The youth wing of the FDP, the Young Liberals  now also want to take the next step: “It’s overdue that the voting age is reviewed and lowered to at least 16,” said chairwoman Ria Schröder to DPA. 

She criticised the “very great lack of generational equity in political decisions”, saying that “so far there has been no interest at all in politics in offering young people good deals, because they are simply not that relevant to the election decision.”

How could elections change if younger people could vote?

The election researcher Matthias Jung believes that younger people would participate in the decision-making process if they could.

“We can see that there is a kind of curiosity effect when people are allowed to vote for the first time, regardless of their age,” said the chairman of the Elections Research Group. 

“Twenty or 30 years ago we already had the effect that first-time voters were a bit more likely to vote.”

Take the Bundestag elections in 2017 as an example: here, the turnout in the 18 to 20-year-old group was 69.9 percent, whereas in the next age group (21 to 24 years) it was 67 percent. 

“This attractiveness effect would certainly be brought forward a little if the voting age were lowered to 16 years,” said Jung.

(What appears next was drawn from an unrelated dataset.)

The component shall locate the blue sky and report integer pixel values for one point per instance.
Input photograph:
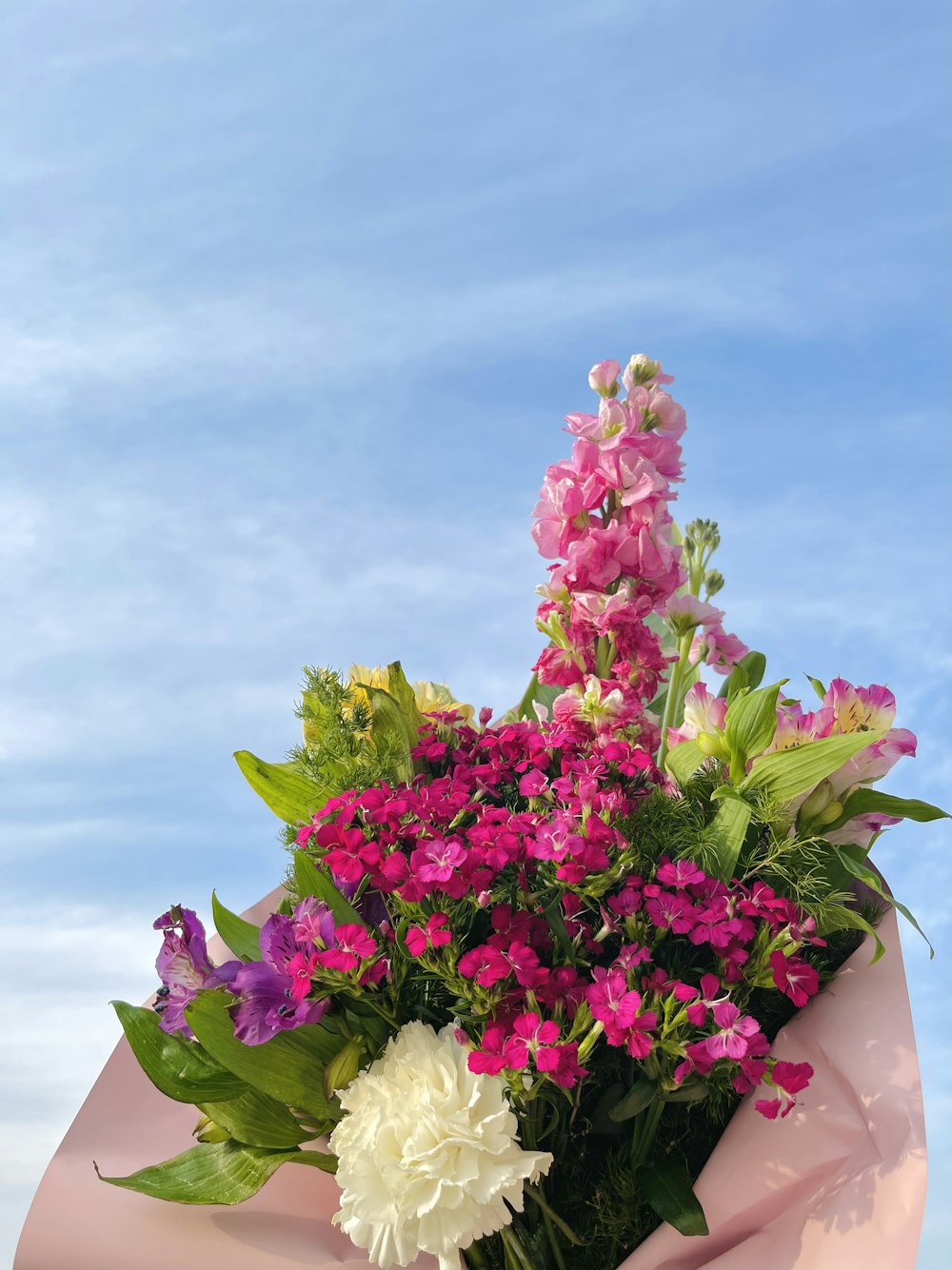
(292, 301)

In the study “Voting at 16?” published on Thursday by the Otto Brenner Foundation, political scientists Thorsten Faas and Arndt Leininger of Freie Universität Berlin came to the conclusion that there is “little to argue against lowering the voting age”.

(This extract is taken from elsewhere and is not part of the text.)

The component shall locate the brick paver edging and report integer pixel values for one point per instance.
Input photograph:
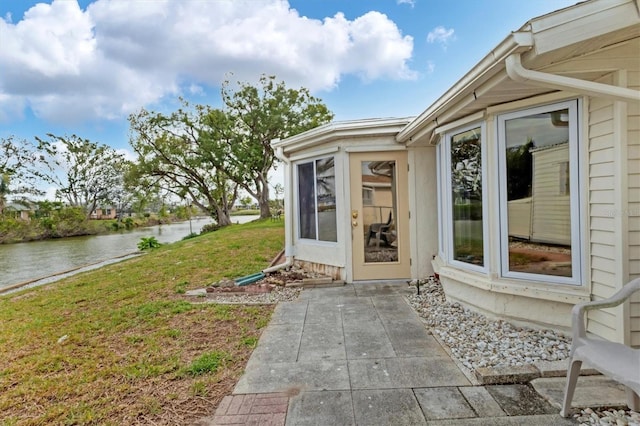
(266, 409)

The authors have examined the 2019 elections for the eastern German states of Brandenburg, where 16- and 17- year olds could vote, and Saxony, where they couldn't yet.

Yet there was a catch. They found that, although a lower voting age makes it possible to bring young people into contact with politics at home or at school, it is mainly “in privileged domestic or school contexts”.

People must therefore be careful that lowering the voting age does not increase the social inequality of voter participation, the authors concluded.